A key hurdle, however, is the cost of interpreting genomic data. For all the hype about the “$1,000 genome,” analyzing whole-genome sequencing data and translating it into clinical action is far costlier—between $25,000 and $100,000, Jim Golden, Accenture’s chief management scientist, estimated in his Forbes blog. That cost is not (yet) reimbursed by insurance, so patients often pay it, except for instructional or compassionate-use cases.

“Reimbursement of the cost of interpretation is not in place yet. And we don’t have a whole lot of evidence of clinical utility. But one can see these developments, and peer into the future, as it were,” Edward Abrahams, Ph.D., president of the Personalized Medicine Coalition, told GEN.

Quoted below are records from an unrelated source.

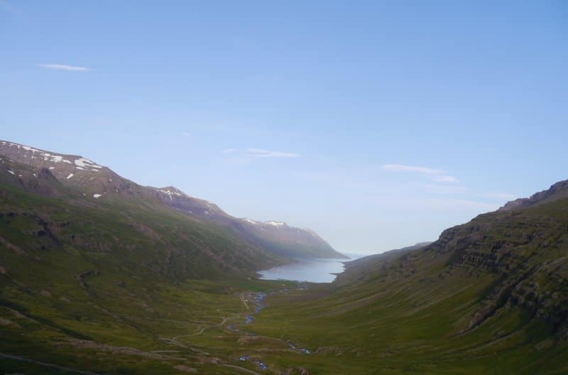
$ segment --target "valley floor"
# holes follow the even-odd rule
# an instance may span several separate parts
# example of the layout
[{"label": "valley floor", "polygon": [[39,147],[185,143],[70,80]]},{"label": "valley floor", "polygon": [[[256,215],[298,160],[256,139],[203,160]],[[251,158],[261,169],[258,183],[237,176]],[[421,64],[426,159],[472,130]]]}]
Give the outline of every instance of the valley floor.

Joining Dr. Boguski and Genome Health Solutions in peering into the future are several companies launched in recent years to bring analysis and interpretation to the torrent of genomic data. Intervention Insights uses software developed by the Van Andel Research Institute to help oncologists analyze available cancer drugs to find the best options for patients.

Dr. Boguski isn’t familiar with that company, but knows two of three founders of Foundation Medicine. It uses its own lab services and genomic tumor profile, FoundationOne, to detect clinically significant alterations in hundreds of cancer-related genes—then adds data on therapeutic agents and clinical trials for reports to physicians.

“They are offering a test and we are offering complete, customized solutions—that’s the simplest way to put it,” he said.

Another strength for Genome Health Solutions, says Dr. Abrahams, is Dr. Boguski himself: “He’s a leading pathologist and a smart guy, and he recognizes that there are intervening steps between the technology and improved outcomes.”

By offering flexibility in data interpretation, Genome Health Solutions can make its own mark in the growing genetic analysis services field, one that positions it to attract both institutional giants and smaller healthcare providers who need access to genomic expertise.

Alex Philippidis is senior news editor at Genetic Engineering & Biotechnology News.